*Disclaimer: This is my first tutorial ever, so please leave any comments down below on how I can improve the content of this piece, or let me know if it helped you!*


# A Short Introduction to the Naive Bayes Classifier



Let's say that we are looking at different teams, Team A and Team B, and the conditions in which they win or lose. Let’s say there are two conditions under which Team A and Team B play: the weather is clear or snowy. 


What we want to do is predict whether Team A or Team B wins in their next game. A simple way to do this would be to use a Naive Bayes Classifier, which uses the famous [Bayes Theorem](https://en.wikipedia.org/wiki/Bayes%27_theorem) to calculate the probability that a team wins given certain conditions.


Here’s what __Bayes Theorem__ looks like: 

$$P(y|x) = \frac{P(x|y)P(y)}{\sum_{k=1}^n(P(x_{k}|y)P(y)}$$

Here’s what each value means:
- $P(y|x)$: This is the probability that we wish to calculate. This means “the probability of y happening given x has happened. In our case, this would mean the “the probability that Team y wins given a condition x. Another name for this is the __posterior probability__.


- $P(x|y)$: This means “the probability of x happening given y happened”, or “the probability that it condition x happens given Team y won”. This is referred to as the __likelihood__.


- $P(y)$: This just refers to the probability that Team y won. When multiplied with the likelihood, the numerator becomes the __prior probability__.


- $\sum_{k=1}^n(P(x_{k}|y)P(y)$: This means to add all of the prior probabilities for each conditions. When calculated, it becomes $P(x)$, or “the probability that condition x occurs”. 


Now that we have a grasp on how to use Bayes Theorem, let’s use the Naive Bayes Classifier from scikit-learn to check if our math is right and make more predictions. 

Make sure you have Jupyter Notebook and scikit-learn installed. Here are instructions for [how to install Jupyter Notebook](https://jupyter.readthedocs.io/en/latest/install.html) and on [how to install scikit-learn](http://scikit-learn.org/stable/install.html). 

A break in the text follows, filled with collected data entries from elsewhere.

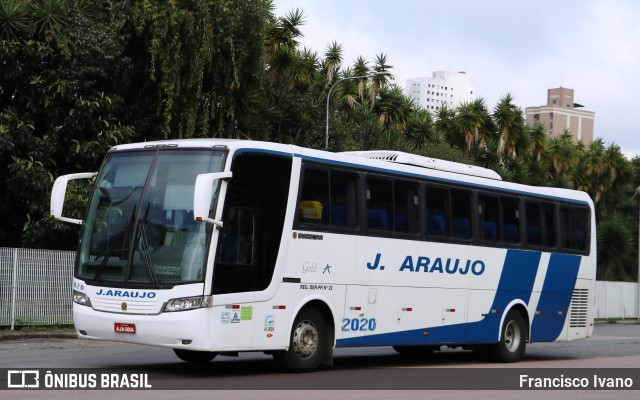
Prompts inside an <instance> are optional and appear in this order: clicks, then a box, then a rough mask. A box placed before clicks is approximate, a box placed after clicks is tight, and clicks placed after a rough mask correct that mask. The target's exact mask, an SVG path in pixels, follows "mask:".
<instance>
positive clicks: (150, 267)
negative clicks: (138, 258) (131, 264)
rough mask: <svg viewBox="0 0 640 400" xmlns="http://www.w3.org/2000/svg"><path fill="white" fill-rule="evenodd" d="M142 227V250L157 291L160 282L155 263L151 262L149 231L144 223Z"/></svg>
mask: <svg viewBox="0 0 640 400" xmlns="http://www.w3.org/2000/svg"><path fill="white" fill-rule="evenodd" d="M139 227H140V250H141V251H142V254H143V256H144V259H145V261H146V263H147V269H148V270H149V276H151V282H153V285H154V286H155V288H156V289H158V288H159V287H160V283H159V282H158V277H157V276H156V271H155V268H154V267H153V263H152V262H151V251H150V250H149V241H148V240H147V230H146V228H145V225H144V223H142V224H140V225H139Z"/></svg>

Download [this dataset](./naive_bayes.csv) first.

## Coding a Naive Bayes Classifier

Now we can start coding our own Naive Bayes Classifier.

First, handle the imports.

In [1]:
import pandas as pd
import numpy as np
from sklearn.naive_bayes import GaussianNB

Let's read in the data.

The Weather column refers to the conditions, or **features**, of our dataset. We want to predict who will win a game given these conditions.

The Winner column refers to who won the game. I will refer to these as **labels**.
This is what we want to predict.

In [2]:
data = pd.read_csv('./naive_bayes.csv')
data.head()

Unnamed: 0,Weather,Winner
0,Clear,A
1,Clear,A
2,Snowy,B
3,Clear,A
4,Snowy,B


Looking at the data, it is clear we are dealing with categorical variables. The Naive Bayes Classifier does not really understand categorical variables. So, in order to use it, we have to encode these columns as quantitative variables.

Luckily, pandas provides a way to do this via dummy variables.

For the Winner column, it'd be easier if we just encode A winning as 0, and B winning as 1. This would ensure that our encoding remain as a single column, which makes it easier to feed into the Naive Bayes Classifier.

In [6]:
encoded_weather = pd.get_dummies(data[['Weather']])

encoded_winners = pd.DataFrame(np.where(data[['Winner']] == 'A', 0, 1))
encoded_winners.columns = ['Winner']

Now that we've encoded both the columns, we can append them together and create a classifier for it.

In [7]:
X = pd.concat([encoded_weather], axis=1)
y = data.Winner

# Create and fit the different Naive Baye models
clf = GaussianNB()
clf.fit(X, y)

GaussianNB(priors=None)

And that's it! 

Now, we can make predictions. For instance, let's say that that the weather is snowy. What is the probability that Team A won?

In [8]:
sample_X = pd.DataFrame([[0, 1]])

print('Probability for GaussianNB: {:.2f}'.format(clf.predict_proba(sample_X)[0][0]))

Probability for GaussianNB: 0.08


As you can see, the probability that Team A wins given that it is snowy is very small.